From: Yuan Fu <casouri@gmail.com>
To: Theodor Thornhill <theo@thornhill.no>
Cc: emacs-devel <emacs-devel@gnu.org>,
Stefan Monnier <monnier@iro.umontreal.ca>
Subject: Re: Tree-sitter indentation for js-mode & cc-mode
Date: Thu, 27 Oct 2022 08:21:43 -0700 [thread overview]
Message-ID: <A9F73048-7234-41D8-B092-DE1E277CD689@gmail.com> (raw)
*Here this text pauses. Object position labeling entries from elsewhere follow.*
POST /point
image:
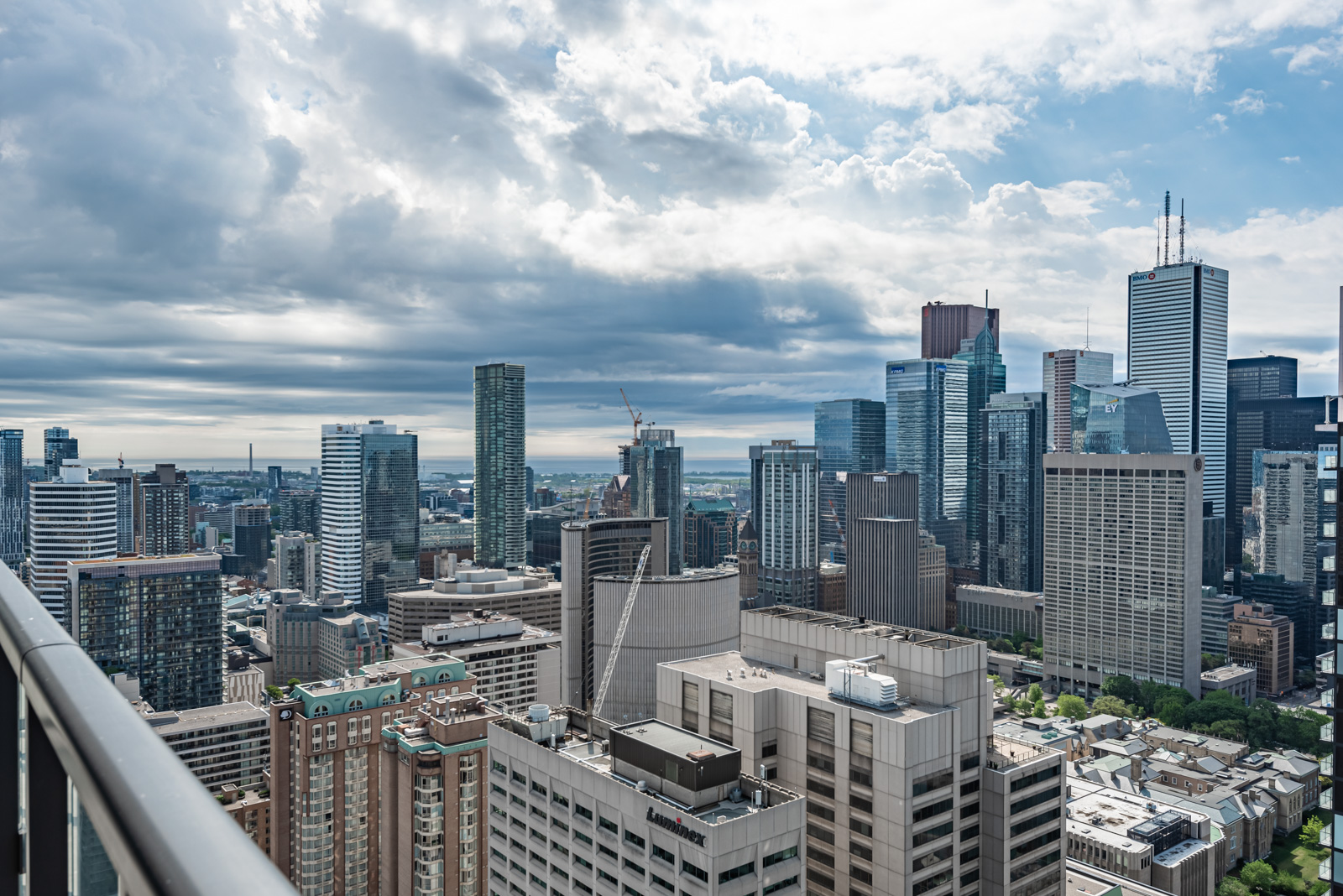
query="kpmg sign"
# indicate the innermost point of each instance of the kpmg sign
(676, 828)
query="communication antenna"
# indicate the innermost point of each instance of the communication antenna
(1182, 231)
(1168, 227)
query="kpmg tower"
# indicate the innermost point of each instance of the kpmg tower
(1177, 345)
(501, 466)
(369, 511)
(850, 439)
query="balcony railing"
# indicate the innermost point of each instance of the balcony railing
(91, 788)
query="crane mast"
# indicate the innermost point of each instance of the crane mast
(619, 632)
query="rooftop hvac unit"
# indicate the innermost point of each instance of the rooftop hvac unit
(854, 681)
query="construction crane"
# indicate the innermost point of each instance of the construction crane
(637, 416)
(619, 632)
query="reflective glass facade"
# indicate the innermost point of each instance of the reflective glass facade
(927, 435)
(1013, 491)
(1118, 420)
(850, 436)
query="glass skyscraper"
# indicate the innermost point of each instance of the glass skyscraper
(985, 376)
(850, 436)
(500, 466)
(927, 435)
(1013, 491)
(1177, 345)
(1118, 420)
(13, 490)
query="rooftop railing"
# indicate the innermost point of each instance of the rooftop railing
(98, 802)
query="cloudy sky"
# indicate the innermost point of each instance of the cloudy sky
(227, 223)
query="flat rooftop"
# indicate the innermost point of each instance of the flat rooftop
(727, 667)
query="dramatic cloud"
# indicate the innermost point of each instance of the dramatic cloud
(228, 223)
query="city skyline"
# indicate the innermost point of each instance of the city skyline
(326, 280)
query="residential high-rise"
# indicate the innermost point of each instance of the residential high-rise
(57, 448)
(1013, 491)
(69, 519)
(662, 809)
(657, 475)
(789, 524)
(927, 435)
(986, 376)
(883, 569)
(1262, 638)
(161, 511)
(850, 436)
(886, 730)
(591, 548)
(1118, 420)
(501, 464)
(711, 531)
(1177, 345)
(1064, 367)
(13, 497)
(160, 618)
(1123, 550)
(946, 325)
(369, 504)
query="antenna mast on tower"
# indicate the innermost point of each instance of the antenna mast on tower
(1168, 228)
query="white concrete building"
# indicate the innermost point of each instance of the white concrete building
(641, 808)
(514, 663)
(69, 519)
(1123, 566)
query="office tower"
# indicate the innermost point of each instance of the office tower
(158, 618)
(1123, 546)
(1118, 420)
(58, 447)
(1063, 369)
(467, 589)
(749, 562)
(327, 775)
(1253, 423)
(986, 376)
(787, 524)
(593, 548)
(515, 663)
(319, 638)
(946, 325)
(223, 745)
(1177, 345)
(1013, 491)
(252, 537)
(657, 490)
(13, 497)
(883, 569)
(501, 464)
(369, 504)
(907, 792)
(1000, 612)
(69, 519)
(1262, 638)
(711, 531)
(673, 617)
(656, 813)
(295, 564)
(299, 510)
(927, 435)
(161, 508)
(850, 436)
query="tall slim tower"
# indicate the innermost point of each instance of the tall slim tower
(501, 464)
(1177, 345)
(13, 497)
(850, 438)
(1064, 367)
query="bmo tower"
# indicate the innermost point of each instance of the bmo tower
(1177, 345)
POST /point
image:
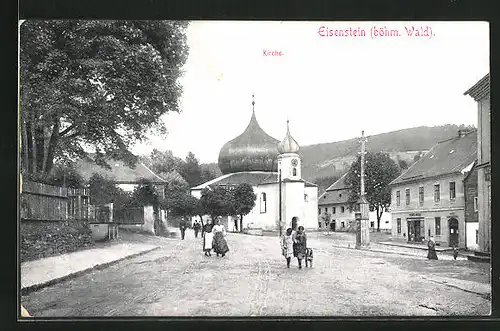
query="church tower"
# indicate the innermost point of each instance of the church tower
(288, 159)
(292, 186)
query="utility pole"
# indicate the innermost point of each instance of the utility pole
(279, 188)
(362, 217)
(363, 140)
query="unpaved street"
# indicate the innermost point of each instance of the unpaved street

In-Reply-To: <87k04lljh6.fsf@thornhill.no>
> On Oct 27, 2022, at 2:11 AM, Theodor Thornhill <theo@thornhill.no> wrote:
>
>
> Hi Yuan!
>
>> I did some work to allow tree-sitter indentation engine to plug in to
>> c-offset-alist. Currently in a tree-sitter indent rule, we have
>>
>> (MATCHER ANCHOR OFFSET)
>>
>> OFFSET is normally an integer, but now it can also be a syntax symbol
>> recognized by cc-mode’s indentation engine. In that case, tree-sitter
>> indent calculates the indent using c-calc-offset, passing the syntax
>> symbol and anchor position to it, and c-calc-offset will give us the
>> integer offset based on c-offset-alist.
>>
>
> This is cool, but do we really want/need this? I mean, now we're really
> binding these implementations together and allowing all the legacy of CC
> mode to blend in. We also need knowledge of how CC mode names their
> syntactic definitions. IMO one of the big selling points of tree sitter
> is that you can look at other editors implementation and get inspired
> immediately. Now we need deep knowledge of cc mode, don't we? Also,
> why would we want cc mode to calculate this for us? I see what you're
> trying to do, but _I_ think this is a step in the wrong direction.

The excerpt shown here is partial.